FIM CM and Custom Subject Policy Module

Forefront Identity Manager Certificate Management (FIM CM) provides very useful function – it can create certificate with predefined subject, specified by the Administrator and enforced centrally on all certificates issued via FIM CM. Most PKI implementations are governed by Certificate Policy (CP) and applicable Certificate Practice Statement (CPS). Among many things, the CPS defines what type of Subject will be included in each issued certificate. They usually come in two different formats:

1. Domain Based name (something like this cn=servername, ou=servers, dc=domain, dc=local)
2. Geopolitical name (something like cn=webapp, ou=webapps, o=my cool company, c=us)

With Microsoft ADCS, if certificates enrolled via auto-enrollment mechanism they will get subject name from AD and it will be formatted in Domain Based format.

The geopolitical name is usually implemented in manually enrolled certificates. In most cases, the requester would have to generate a custom CSR which will have specified subject name in it. This approach is prone to typing errors, syntax errors and does not allow for an easy approval workflow. Also, if you are familiar with the common fields that ADCS Web Enrolment pages, IIS offline request and similar enrollment system, you’ll know that those fields are preset and does not allow easy customization. Usually, they’ll ask you to provide e-mail, state, organization, organizational unit, city and country/region. what if you don’t want any of those in your subject name and you don’t want give this as a choice to your certificate subscribers at all?

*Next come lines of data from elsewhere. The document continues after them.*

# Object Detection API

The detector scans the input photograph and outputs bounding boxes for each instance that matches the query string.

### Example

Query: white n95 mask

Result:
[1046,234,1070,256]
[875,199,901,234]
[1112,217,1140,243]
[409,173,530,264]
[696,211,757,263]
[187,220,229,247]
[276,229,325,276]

FIM CM Custom Subject Policy Module comes to the rescue. It is installed on ADCS and works together with FIM CM enrollment policy.

You can find details on how to install FIM CM and Custom Subject name at https://technet.microsoft.com/en-us/library/ee534914(WS.10).aspx

Lets take a look at a simple example. We want to issue a cert with subject name that looks like this: cn=mywebapp, ou=webapps, o=my cool company, c=us, or if you look inside the cert, like this:

cn=mywebapp
ou=webapps
o=my cool company
c=us

In this naming convention we want to make sure that subscriber can provide the name of their app in the request, but other information is static and subscriber does not need to see or know where it comes from.

We’ll assume that you already installed ADCS and FIM CM. Two things need to happen to build custom subject name:

• First, you’ll need to install FIM CM Custom Subject module on ADCS and insert the following line in it:

cn={Clm!NameOfTheApplication},ou=webapps,o=my cool company,c=us

it is very important to not type any spaces between any of the tags and “=” symbols. If you do, the subject name will not be created and ADCS nor FIM CM will not tell you why it is not created. Believe me, I had spaces there, and nothing worked and nowhere I could identify why it was not working. Very frustrating.

• Second, on your enrollment policy you’ll need to create custom data entry. Name it “NameOfTheApplication” – it must match the name you specified in Custom Subject Policy module on CA. Make sure, to specify that data must be provided by the user and make it a required data field.

When subscriber enrolls for a certificates via FIM CM portal, the first screen will ask them to provide NameOfTheApplication, here they will type the name and proceed to next screen. Next they will get actual certificate from ADCS and its subject name will be formatted the way we want it.